社会

英語民間試験 国立大4割が合否判定に使わず「公平性に疑問」

再来年から始まる「大学入学共通テスト」に導入される英語の民間試験について、国立大学のおよそ4割が、出願資格などには使うものの合否判定には使わないなど、対応にばらつきがあることが文部科学省の調査で分かりました。
毎年50万人余りが受験する今の大学入試センター試験は来年が最後となり、再来年1月からは「大学入学共通テスト」が始まります。

共通テストには国語と数学に記述式の解答が加わるほか、英語には7つの民間事業者による検定試験が導入されます。

文部科学省が82ある国立大学が民間試験をどのように利用するか調査した結果、出願資格などには使うものの、最終的な合否判定には使わない大学が東京大学や京都大学など35校とおよそ4割でした。

このうち、一切利用しない大学は北海道大学や東北大学など3校でした。

一方、国語の記述式については、利用方法などが「まだ決まっていない」と回答した国立大学は全体のおよそ3割に上ったということです。
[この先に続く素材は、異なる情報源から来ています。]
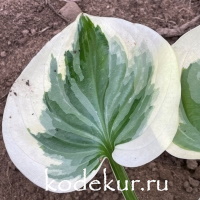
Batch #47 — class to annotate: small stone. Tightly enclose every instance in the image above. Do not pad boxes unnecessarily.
[148,162,156,170]
[53,29,62,35]
[189,177,199,187]
[192,188,198,194]
[152,167,158,172]
[31,28,36,35]
[1,51,6,58]
[26,183,36,193]
[183,181,190,189]
[8,161,16,170]
[186,160,198,170]
[193,166,200,180]
[163,193,174,200]
[112,193,119,200]
[22,30,29,36]
[186,187,193,193]
[169,181,174,187]
[159,169,173,181]
[59,2,82,22]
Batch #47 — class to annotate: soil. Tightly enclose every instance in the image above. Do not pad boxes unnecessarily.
[0,0,200,200]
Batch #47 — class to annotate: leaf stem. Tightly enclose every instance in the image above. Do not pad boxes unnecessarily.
[108,156,138,200]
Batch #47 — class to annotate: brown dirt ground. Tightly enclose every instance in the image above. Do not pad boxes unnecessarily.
[0,0,200,200]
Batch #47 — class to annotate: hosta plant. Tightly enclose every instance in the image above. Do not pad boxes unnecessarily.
[3,14,180,199]
[168,26,200,159]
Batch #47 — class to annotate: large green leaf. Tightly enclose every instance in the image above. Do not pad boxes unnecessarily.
[3,15,180,192]
[168,26,200,159]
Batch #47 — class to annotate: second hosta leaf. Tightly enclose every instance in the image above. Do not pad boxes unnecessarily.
[3,15,180,192]
[168,26,200,159]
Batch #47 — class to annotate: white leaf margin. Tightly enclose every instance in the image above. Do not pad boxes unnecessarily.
[167,26,200,159]
[3,15,180,193]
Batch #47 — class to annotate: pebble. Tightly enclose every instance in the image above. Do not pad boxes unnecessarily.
[1,51,6,58]
[31,28,36,35]
[192,188,198,194]
[189,177,199,187]
[159,169,173,181]
[183,181,190,189]
[148,162,156,170]
[169,181,174,187]
[193,166,200,180]
[186,160,198,170]
[186,187,193,193]
[26,183,36,193]
[22,30,29,36]
[59,2,82,22]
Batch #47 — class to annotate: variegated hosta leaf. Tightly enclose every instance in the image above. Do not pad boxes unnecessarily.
[168,26,200,159]
[3,15,180,192]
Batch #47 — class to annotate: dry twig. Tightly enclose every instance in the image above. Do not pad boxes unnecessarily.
[157,15,200,37]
文部科学省は「国立大学には活用する方向で検討してもらいたいが、各大学の方針を尊重する」としています。

入試制度に詳しい東京大学高大接続研究開発センターの南風原朝和前センター長は「これらの試験は公平性や必要性などの観点で疑問視する意見が根強くある。国が実態を確認し、対策を考える必要がある」と指摘しています。